I decided that I need a place to write things down today. With everything that is going on and all that we are going through, it seems like there aren't enough minutes in the day to even process a thought in my head, much less remember all of this. And I really want to remember as much of this as I can.
Our daughter, Miss Sunshine, was born on February 3, 2009 with a soft palate cleft. We were completely unaware until delivery that she had this defect, so it came as quite a bit of a shock to us. Me especially. Everything I had assumed during my pregnancy was just shot completely out of the water. After nine extremely miserable months, I now had a new issue to face. Our perfect daughter wasn't so perfect to anyone but us. I know that sounds perhaps cliche, but that's how it felt.
When you are pregnant, you go through many emotions, many plans. All these plans I had during my pregnancy - like breastfeeding for the first year - were no longer going to be possible. And now I had a special needs child. I hate that label. My daughter cannot nurse at all. It was heartrending to me. Some women don't feel comfortable with nursing, and I can understand that. For me, nursing my son was one of my most rewarding experiences, and I had really wished to nurse him longer, but had to stop at 6 months. So with Sunshine, I had really laid everything out to nurse her for at least a year. And all of the sudden, without any warning, I wasn't able to nurse her at all. It took me weeks to get past that. Honestly, I am not even sure that I really am. So now I pump. Sunshine has had nothing but breastmilk. I pump every day, continually sometimes it seems like. And I hate absolutely every second of it. Because it is just another representation of the fact that I cannot nurse my daughter. But I do it, because I know it is what is best for her, and if I am not able to nurse her, at least I can do this. And I will do it for as long as I possibly can, if for no other reason than I am ridiculously stubborn and refuse to give up.
Sunshine has to use special bottles that do not require much suction in order to eat. Because of the cleft in her palate, she basically has no suction at all. She cannot eat out of a regular bottle even. And every time I have to take these bottles out in public, people stare and make comments. I am continually astounded by the rudeness of some people. Couple that with the "Why isn't she nursing?" comments I get, and it makes you feel inadequate as a mother, even when you know you are doing your best. Some days I just want to scream at people about how insensitive they are. It really gives you a new perspective on things.
As a parent, you want things to be all right for your children. You don't want them to have to face any pain or hardships in their lives. Now my daughter has to have surgery by the time she is one. She may require additional surgeries - this is something we don't know yet. She will probably require speech therapy. Another thing we don't know. She will probably have to have tubes in her ears, and could potentially face hearing loss. Children with cleft palates typically have more ear infections and fluid behind the ears. We have to take her in for a second hearing test sometime in the next two months. She has weight gain issues - she should have nearly doubled her birth weight by this point, and she hasn't even gained three pounds yet. We think it is largely due to the cleft - because she has no suction, even with these special bottles she has to work harder than most infants to eat. This uses up calories that she needs to gain weight. She won't spoon feed. She seems to have an oral aversion to the spoon - another common side effect of the cleft. When she does eat food, it comes out her nose. She continually has stuffy noses, because when she eats, some of whatever she eats enters her nasal passages, because they are fully exposed since the roof of her mouth is open.

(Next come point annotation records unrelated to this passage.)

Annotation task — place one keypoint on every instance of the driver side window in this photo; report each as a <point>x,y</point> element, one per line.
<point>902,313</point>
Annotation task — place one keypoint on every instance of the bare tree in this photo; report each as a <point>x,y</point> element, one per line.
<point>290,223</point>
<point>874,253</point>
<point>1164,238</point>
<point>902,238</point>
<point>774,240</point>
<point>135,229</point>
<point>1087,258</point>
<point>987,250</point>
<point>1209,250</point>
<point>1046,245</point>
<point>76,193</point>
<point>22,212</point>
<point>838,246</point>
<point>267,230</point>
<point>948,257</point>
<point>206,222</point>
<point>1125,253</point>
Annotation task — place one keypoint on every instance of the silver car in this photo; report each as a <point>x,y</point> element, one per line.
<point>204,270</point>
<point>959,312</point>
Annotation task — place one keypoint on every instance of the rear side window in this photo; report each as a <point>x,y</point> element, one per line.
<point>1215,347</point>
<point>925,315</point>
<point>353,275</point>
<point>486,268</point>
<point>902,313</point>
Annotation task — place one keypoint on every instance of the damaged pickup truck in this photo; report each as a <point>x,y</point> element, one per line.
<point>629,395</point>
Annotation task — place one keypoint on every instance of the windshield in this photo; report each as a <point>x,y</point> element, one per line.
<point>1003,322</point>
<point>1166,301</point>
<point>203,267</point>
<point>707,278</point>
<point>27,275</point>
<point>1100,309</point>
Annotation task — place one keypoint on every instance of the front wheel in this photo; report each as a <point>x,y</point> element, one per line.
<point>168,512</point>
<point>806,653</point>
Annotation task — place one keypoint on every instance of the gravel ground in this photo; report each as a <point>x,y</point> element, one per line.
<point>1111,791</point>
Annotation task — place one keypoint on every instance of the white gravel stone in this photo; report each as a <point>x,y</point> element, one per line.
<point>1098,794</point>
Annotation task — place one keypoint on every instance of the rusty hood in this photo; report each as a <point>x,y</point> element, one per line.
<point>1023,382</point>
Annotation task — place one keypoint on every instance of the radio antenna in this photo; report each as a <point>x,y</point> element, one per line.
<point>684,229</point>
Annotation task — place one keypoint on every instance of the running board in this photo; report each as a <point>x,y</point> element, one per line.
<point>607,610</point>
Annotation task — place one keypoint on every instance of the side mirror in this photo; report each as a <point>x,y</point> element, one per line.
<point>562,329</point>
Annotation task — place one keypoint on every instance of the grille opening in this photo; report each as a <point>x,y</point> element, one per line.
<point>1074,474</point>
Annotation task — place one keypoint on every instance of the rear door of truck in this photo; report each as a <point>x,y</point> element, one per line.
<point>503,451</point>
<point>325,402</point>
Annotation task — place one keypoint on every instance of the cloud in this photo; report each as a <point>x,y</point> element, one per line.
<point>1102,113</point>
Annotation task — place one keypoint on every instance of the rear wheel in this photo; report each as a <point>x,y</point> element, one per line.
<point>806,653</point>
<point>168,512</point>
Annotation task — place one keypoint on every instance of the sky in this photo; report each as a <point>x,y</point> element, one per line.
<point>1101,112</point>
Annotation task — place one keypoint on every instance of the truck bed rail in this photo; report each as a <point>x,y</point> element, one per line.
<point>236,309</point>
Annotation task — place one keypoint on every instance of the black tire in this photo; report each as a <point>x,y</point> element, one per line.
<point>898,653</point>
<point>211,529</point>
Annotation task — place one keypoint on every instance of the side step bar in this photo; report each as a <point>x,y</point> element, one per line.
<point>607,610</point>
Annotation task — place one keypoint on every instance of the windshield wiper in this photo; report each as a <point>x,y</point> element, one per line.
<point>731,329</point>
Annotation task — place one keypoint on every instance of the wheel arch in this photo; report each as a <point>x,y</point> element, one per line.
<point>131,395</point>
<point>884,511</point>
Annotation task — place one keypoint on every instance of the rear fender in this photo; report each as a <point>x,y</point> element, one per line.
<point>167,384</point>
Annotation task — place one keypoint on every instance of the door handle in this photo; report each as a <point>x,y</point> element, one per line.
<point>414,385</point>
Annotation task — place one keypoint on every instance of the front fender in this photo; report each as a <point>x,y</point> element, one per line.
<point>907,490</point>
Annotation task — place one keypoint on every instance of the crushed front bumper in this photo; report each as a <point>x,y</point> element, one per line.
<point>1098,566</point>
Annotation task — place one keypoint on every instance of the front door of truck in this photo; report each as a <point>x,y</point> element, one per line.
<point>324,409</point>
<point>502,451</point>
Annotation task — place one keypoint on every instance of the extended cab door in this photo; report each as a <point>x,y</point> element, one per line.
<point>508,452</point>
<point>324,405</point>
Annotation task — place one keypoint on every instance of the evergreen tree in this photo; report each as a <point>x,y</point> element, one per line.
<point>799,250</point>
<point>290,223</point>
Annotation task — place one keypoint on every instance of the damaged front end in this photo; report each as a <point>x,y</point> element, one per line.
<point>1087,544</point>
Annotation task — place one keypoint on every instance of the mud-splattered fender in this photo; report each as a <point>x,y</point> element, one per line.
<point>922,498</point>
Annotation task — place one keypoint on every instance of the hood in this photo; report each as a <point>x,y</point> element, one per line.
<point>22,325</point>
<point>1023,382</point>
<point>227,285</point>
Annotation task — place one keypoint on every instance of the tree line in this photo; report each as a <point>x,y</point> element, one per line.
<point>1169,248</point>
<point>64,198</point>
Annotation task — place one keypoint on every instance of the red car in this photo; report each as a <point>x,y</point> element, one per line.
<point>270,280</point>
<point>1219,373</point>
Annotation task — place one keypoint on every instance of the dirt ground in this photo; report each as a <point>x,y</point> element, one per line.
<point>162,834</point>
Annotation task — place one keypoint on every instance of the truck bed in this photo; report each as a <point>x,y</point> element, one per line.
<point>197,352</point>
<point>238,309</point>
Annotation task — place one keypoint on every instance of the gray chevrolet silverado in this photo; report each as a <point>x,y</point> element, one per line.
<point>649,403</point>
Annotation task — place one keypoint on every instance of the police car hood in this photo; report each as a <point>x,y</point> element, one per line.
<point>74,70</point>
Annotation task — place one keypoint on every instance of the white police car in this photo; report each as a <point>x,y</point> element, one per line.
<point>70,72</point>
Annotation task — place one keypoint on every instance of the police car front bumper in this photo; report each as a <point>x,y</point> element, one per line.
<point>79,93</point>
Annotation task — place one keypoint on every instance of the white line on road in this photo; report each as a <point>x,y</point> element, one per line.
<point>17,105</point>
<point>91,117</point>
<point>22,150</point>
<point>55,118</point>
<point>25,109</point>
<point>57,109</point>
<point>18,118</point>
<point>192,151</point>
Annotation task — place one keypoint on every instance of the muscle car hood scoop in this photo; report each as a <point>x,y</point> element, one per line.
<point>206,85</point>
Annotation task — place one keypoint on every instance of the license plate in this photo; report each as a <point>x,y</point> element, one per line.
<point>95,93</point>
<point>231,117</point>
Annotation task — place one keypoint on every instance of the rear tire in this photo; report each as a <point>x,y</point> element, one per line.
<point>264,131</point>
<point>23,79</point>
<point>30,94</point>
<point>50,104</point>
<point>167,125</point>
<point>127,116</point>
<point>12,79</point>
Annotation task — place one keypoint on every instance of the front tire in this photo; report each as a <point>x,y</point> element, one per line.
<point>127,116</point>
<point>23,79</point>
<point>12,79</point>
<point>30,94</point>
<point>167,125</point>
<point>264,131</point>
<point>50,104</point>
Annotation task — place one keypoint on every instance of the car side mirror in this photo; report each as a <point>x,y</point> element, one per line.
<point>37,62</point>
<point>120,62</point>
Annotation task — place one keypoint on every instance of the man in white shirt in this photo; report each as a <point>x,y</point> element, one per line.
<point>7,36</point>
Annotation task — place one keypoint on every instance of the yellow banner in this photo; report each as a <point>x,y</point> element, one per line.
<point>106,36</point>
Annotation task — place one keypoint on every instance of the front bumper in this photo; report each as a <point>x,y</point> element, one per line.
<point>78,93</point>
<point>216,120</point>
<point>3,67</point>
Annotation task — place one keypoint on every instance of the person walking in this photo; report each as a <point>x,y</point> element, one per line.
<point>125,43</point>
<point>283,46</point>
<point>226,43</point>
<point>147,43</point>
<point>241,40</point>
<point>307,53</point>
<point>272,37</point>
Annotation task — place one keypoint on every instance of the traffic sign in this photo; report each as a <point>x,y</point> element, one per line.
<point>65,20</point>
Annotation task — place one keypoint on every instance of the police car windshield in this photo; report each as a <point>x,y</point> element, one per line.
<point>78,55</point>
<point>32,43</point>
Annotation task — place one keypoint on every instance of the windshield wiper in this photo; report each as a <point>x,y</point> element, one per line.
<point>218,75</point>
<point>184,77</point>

I know in the grand scheme of things, things could be so much worse. But when it is your child, every little thing they go through hurts you too. As far as birth defects go, we are probably lucky. It sounds so strange to say that. How can you be lucky to have a birth defect? But her defect won't potentially kill her. It won't render her disabled. It is repairable. She won't have any visible scarring from her surgeries. So yeah, I guess we are lucky. I know we are lucky to have her, and I know she is ours for a reason. God has a greater plan for us, we just don't know what it is yet. But we have faith. Some days, that may be all we have, but we certainly have that.